ASTM Special Technical Publication

Gelles, D.S.; Brewer, Luke N.; Kotula, Paul G.; Cowgill, D.F.; Busick, Carla C.; Snow, C.S.

Erbium is used as a storage medium for tritium. Microstructural study of helium bubble generation from tritium decay in erbium tritide can provide an unusual example of bubble development with negligible radiation damage. Aged erbium tritide film specimens were found to contain five distinctly different microstructural features. The general structure was of large columnar grains of ErT2. But on a fine scale, precipitates believed to be erbium oxy-tritides and helium bubbles could be identified. The precipitate size was in the range of ∼10 nm and the bubbles were of an unusual planar shape on {111} planes with an invariant thickness of ∼1 nm and a diameter on the order of 10 nm. Also, an outer layer containing no fine precipitate structure and only a few helium bubbles were present on the films.
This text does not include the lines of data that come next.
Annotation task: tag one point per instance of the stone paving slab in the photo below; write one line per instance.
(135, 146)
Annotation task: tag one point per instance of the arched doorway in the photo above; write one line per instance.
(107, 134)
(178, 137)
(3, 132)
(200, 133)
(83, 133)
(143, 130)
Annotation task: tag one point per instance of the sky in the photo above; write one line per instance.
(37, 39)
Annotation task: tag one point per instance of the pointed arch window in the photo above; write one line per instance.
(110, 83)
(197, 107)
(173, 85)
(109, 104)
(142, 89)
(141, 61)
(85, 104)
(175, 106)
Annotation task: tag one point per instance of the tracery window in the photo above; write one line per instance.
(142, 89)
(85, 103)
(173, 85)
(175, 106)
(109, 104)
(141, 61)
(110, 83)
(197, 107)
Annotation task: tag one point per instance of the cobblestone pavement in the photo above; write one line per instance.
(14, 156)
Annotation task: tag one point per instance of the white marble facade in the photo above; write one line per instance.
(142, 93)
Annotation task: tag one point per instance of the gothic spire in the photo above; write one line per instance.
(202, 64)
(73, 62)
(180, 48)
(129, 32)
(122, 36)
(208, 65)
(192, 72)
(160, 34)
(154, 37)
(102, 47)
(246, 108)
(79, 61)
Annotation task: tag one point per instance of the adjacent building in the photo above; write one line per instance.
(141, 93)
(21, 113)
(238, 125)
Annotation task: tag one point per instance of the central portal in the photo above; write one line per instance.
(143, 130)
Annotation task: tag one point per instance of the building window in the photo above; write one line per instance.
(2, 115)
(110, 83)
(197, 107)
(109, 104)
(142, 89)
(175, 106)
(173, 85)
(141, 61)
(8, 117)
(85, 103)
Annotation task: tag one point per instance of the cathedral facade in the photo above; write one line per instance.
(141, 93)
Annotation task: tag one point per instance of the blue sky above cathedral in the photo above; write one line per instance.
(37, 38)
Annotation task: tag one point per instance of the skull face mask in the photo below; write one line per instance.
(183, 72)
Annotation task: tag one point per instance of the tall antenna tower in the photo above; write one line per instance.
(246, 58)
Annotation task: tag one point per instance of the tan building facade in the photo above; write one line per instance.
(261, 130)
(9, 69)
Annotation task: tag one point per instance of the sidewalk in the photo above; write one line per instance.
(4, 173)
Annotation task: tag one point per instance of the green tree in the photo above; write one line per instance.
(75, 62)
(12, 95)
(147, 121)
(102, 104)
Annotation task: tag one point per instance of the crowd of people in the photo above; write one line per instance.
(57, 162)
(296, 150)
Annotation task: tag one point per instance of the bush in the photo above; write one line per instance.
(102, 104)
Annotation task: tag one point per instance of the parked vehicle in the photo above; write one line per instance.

This layer is best described as a denuded zone which probably grew during aging in air. Finally, large embedded Er2O3 particles were found at low density and nonuniformly distributed, but sometimes extending through the thickness of the film. A failure mechanism allowing the helium to escape is suggested by observed cracking between bubbles closer to end of life. Copyright © 2007 by ASTM International.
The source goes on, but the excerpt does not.